A study of a common wild mouse by two University of Illinois at Chicago biologists has found evidence of dramatic evolutionary change in a span of just 150 years, suggesting genetic evolution can occur a lot faster than many had thought possible.
The findings are the first report of such quick evolution in a mammal and appear in the May 22 issue of the journal Nature.
Oliver Pergams, a conservation biology researcher with the Chicago Zoological Society in Brookfield, Ill. and visiting research assistant professor at UIC, conducted the research as his Ph.D. thesis project at UIC with Dennis Nyberg, associate professor of biology.
Pergams’ study began as a comparison of the genetics of two mice common to the Chicago region – the white-footed mouse and the prairie deer mouse. But the search for historical samples quickly showed the white-footed mouse had squeezed out the prairie deer mouse from its dominant position, diminishing the samples needed to do a comparative study, so Pergams and Nyberg focused attention on the white-footed mouse.
“This intensified focus resulted in our discovery of rapid evolution,” said Pergams. “It was a great surprise. We were simply trying to quantify the amount of genetic variation over time, not show evolution.”
The researchers analyzed DNA samples taken from 56 museum specimens dating as far back as 1855, along with 52 recently captured mice from local forest preserves and state parks.
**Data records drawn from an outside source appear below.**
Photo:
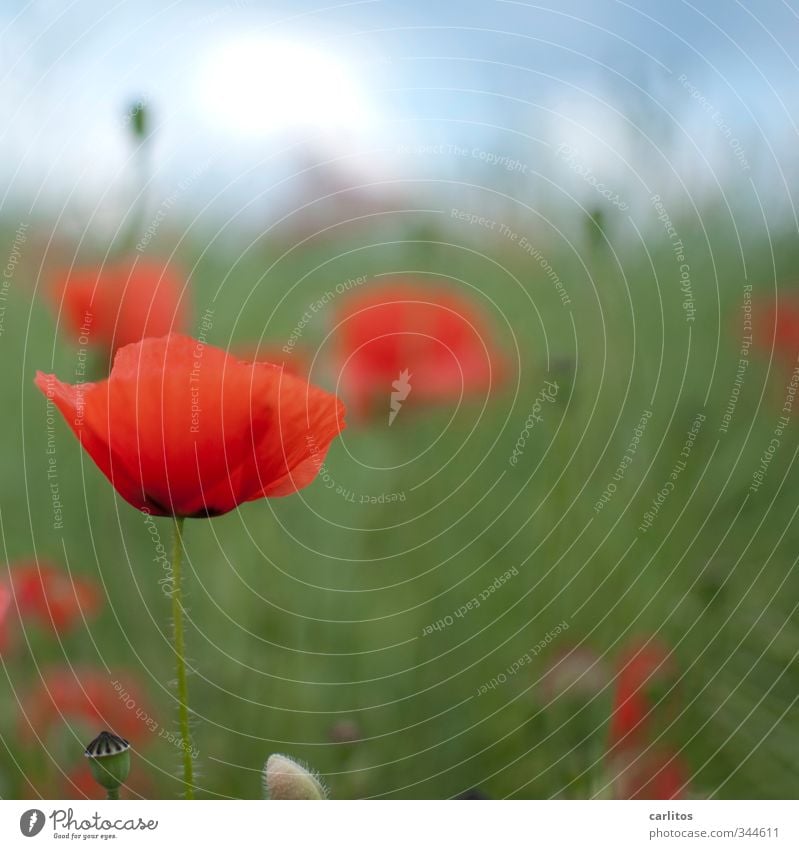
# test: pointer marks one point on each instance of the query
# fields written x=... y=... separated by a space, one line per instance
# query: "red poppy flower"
x=46 y=593
x=119 y=303
x=777 y=326
x=434 y=344
x=645 y=670
x=85 y=697
x=648 y=775
x=182 y=428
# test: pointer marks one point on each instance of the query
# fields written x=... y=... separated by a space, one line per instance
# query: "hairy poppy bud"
x=284 y=778
x=109 y=761
x=139 y=120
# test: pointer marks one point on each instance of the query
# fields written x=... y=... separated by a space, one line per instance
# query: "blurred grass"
x=311 y=609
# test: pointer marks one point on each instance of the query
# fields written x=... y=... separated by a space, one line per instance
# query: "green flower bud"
x=139 y=120
x=109 y=761
x=284 y=778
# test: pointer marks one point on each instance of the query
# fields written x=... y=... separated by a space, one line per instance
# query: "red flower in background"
x=643 y=688
x=113 y=305
x=777 y=325
x=65 y=697
x=645 y=670
x=46 y=593
x=438 y=339
x=182 y=428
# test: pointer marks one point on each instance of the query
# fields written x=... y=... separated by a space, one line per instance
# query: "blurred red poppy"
x=648 y=775
x=113 y=305
x=181 y=428
x=645 y=674
x=91 y=699
x=408 y=340
x=46 y=593
x=777 y=325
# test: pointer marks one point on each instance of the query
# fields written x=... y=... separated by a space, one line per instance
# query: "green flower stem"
x=180 y=654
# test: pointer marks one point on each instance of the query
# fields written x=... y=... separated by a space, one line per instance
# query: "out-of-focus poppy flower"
x=181 y=428
x=649 y=774
x=48 y=594
x=88 y=698
x=113 y=305
x=408 y=341
x=296 y=363
x=777 y=325
x=645 y=674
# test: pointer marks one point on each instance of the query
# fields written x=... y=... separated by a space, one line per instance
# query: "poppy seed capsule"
x=109 y=760
x=284 y=778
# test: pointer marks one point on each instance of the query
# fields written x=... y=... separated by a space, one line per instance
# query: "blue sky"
x=511 y=77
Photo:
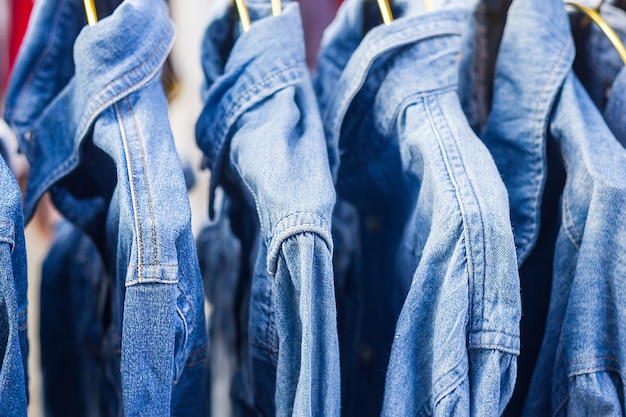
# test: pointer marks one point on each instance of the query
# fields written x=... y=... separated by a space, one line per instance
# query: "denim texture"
x=91 y=117
x=13 y=302
x=3 y=148
x=597 y=63
x=262 y=136
x=614 y=110
x=600 y=69
x=219 y=254
x=438 y=289
x=540 y=108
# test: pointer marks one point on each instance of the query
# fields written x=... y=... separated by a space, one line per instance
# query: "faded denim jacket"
x=262 y=136
x=543 y=124
x=91 y=117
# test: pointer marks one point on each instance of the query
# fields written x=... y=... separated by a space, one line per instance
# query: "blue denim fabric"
x=219 y=254
x=75 y=292
x=614 y=110
x=13 y=303
x=92 y=120
x=438 y=278
x=262 y=136
x=600 y=68
x=539 y=109
x=597 y=63
x=3 y=149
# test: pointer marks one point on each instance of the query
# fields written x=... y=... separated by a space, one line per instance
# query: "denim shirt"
x=13 y=303
x=438 y=280
x=262 y=137
x=92 y=120
x=540 y=107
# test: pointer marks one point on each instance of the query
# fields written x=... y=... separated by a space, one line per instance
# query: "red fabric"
x=20 y=14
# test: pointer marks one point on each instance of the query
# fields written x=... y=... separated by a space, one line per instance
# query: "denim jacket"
x=438 y=280
x=262 y=137
x=13 y=303
x=91 y=117
x=540 y=109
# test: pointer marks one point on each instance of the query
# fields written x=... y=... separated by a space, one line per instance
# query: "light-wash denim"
x=614 y=111
x=261 y=133
x=438 y=279
x=13 y=303
x=91 y=117
x=542 y=121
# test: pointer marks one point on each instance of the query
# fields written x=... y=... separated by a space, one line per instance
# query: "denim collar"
x=535 y=55
x=411 y=25
x=55 y=97
x=238 y=79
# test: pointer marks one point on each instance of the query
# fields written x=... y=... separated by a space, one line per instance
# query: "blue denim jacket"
x=438 y=278
x=263 y=139
x=92 y=120
x=540 y=108
x=74 y=292
x=600 y=68
x=13 y=303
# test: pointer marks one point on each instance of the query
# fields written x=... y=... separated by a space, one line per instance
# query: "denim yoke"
x=262 y=135
x=537 y=101
x=94 y=129
x=13 y=308
x=427 y=188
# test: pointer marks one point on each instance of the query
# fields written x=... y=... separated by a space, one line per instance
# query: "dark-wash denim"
x=563 y=167
x=13 y=303
x=437 y=332
x=91 y=117
x=74 y=315
x=262 y=136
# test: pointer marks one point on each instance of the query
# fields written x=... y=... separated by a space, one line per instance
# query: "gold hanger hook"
x=90 y=9
x=385 y=11
x=605 y=27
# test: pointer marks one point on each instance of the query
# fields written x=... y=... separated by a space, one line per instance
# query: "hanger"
x=605 y=27
x=385 y=10
x=90 y=9
x=244 y=16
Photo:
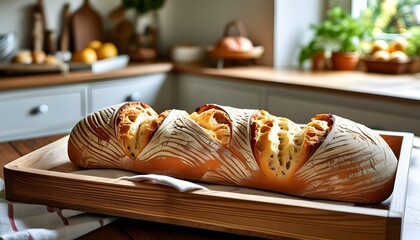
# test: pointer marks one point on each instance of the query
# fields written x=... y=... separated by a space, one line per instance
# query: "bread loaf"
x=329 y=158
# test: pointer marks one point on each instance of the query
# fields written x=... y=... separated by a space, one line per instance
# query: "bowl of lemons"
x=98 y=57
x=388 y=57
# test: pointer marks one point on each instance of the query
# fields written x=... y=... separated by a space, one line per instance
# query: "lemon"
x=399 y=44
x=107 y=50
x=379 y=45
x=86 y=55
x=95 y=44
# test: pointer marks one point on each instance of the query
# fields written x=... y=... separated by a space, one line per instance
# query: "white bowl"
x=187 y=54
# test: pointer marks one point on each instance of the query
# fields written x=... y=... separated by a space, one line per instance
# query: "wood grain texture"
x=247 y=214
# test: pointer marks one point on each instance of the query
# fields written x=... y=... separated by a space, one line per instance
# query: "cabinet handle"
x=134 y=97
x=41 y=109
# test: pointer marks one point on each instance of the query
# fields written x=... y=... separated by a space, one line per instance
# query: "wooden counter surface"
x=404 y=88
x=43 y=80
x=397 y=87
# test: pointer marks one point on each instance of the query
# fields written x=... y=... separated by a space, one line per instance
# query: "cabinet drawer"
x=30 y=113
x=139 y=89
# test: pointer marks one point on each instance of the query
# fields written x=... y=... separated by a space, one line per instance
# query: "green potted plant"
x=340 y=35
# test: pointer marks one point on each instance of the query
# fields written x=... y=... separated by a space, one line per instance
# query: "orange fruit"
x=107 y=50
x=95 y=44
x=86 y=55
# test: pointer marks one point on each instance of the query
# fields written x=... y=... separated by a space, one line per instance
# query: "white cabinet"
x=194 y=91
x=44 y=111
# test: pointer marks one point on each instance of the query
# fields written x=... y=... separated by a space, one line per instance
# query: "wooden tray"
x=46 y=176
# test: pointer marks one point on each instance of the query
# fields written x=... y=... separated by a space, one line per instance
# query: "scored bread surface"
x=328 y=158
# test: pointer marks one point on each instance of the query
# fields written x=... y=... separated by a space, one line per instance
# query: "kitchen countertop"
x=124 y=228
x=404 y=88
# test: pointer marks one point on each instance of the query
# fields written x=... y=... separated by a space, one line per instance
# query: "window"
x=389 y=17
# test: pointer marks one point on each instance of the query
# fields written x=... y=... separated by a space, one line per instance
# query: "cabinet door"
x=38 y=112
x=194 y=91
x=147 y=89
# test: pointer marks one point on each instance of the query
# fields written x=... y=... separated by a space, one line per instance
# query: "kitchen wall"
x=200 y=22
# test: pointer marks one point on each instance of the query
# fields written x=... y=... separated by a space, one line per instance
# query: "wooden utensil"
x=37 y=32
x=86 y=26
x=63 y=52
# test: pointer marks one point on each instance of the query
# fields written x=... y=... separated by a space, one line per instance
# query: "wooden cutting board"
x=86 y=26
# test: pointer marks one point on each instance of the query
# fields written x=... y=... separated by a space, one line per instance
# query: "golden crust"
x=281 y=147
x=215 y=122
x=132 y=127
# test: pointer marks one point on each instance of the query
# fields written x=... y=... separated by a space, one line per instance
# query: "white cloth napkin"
x=32 y=221
x=178 y=184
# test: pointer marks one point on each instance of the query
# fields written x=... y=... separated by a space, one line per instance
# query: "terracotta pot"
x=319 y=62
x=344 y=61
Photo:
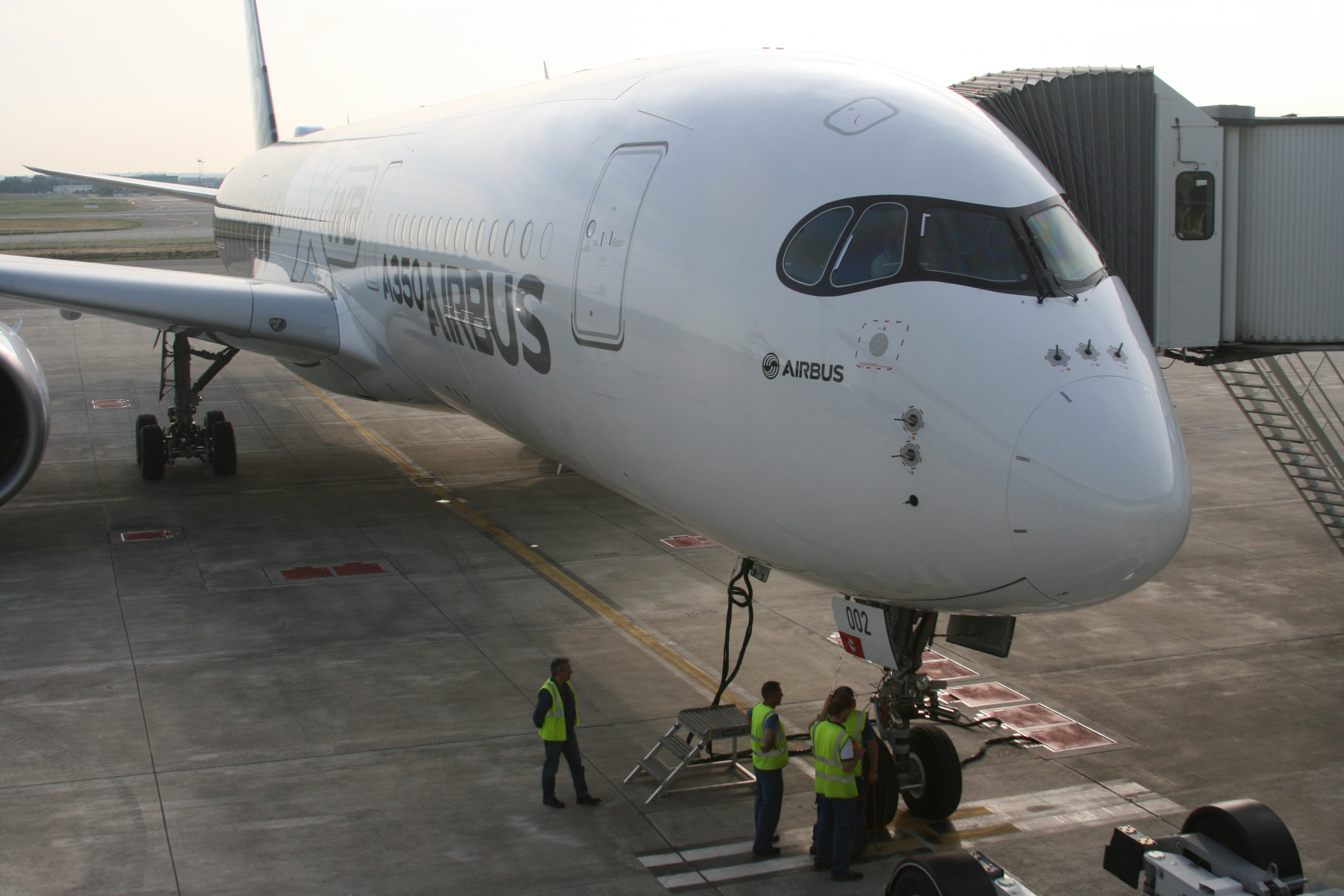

Wayne Barnes, professor of biochemistry and molecular biophysics at the Washington University in St. Louis School of Medicine, assisted in analyzing the DNA.
Only one of the mice from the latest period had the same DNA sequence as the most common sequence among the mice collected before 1950. The first mouse with the sequence currently common was captured back in 1906 at Volo Bog, some 45 miles northwest of Chicago. That discovery prompted Pergams to get all the museum specimens that were collected in Illinois’ Cook and Lake counties.
The researchers used DNA taken not from the nucleus, but from mitochondria, the power plants of the cell. Each cell contains many mitochondria, but only one nucleus.
“If you are working with very degraded, ancient DNA like that from museum skins, you are way ahead using this DNA with lots of copies,” said Pergams. Mitochondrial DNA evolves much more rapidly than nuclear DNA, he said, though this evolution was previously thought only to occur over thousands of years.
“We did not expect to find the rapid, consistent and directional change that we did find,” he said.
While evidence of such fast change has been cited in studies of fruit flies, this is the first reported study to document such quick evolution in a mammal.
“We think it likely that the new gene sequence was either unconditionally advantageous, or that it was advantageous relative to environmental changes caused by humans,” Pergams said.
“Settlers may have brought in mice with the favorable gene that were able to out-compete mice with the native variant. A less likely possibility is that mice with these new gene sequences were already present, and that dramatic changes that humans caused in the environment allowed the new gene sequence to be selectively advantageous.”
Since all the mice studied were caught in forest preserves and parks, Pergams and Nyberg consider the second alternative unlikely. Future studies should reveal if the favorable gene is in older mouse specimens held by museums in other parts of the country.
In any event, Pergams thinks this research may have broad implications.
“It suggests that humans are a likely cause of such rapid evolution,” Pergams said, “and that much of current phylogenetic and phylogeographic methodology may be flawed because it does not take the possibility of rapid mitochondrial DNA evolution into account.”
“It also suggests that the ‘molecular clock’ may sometimes, and sporadically, tick blindingly fast.”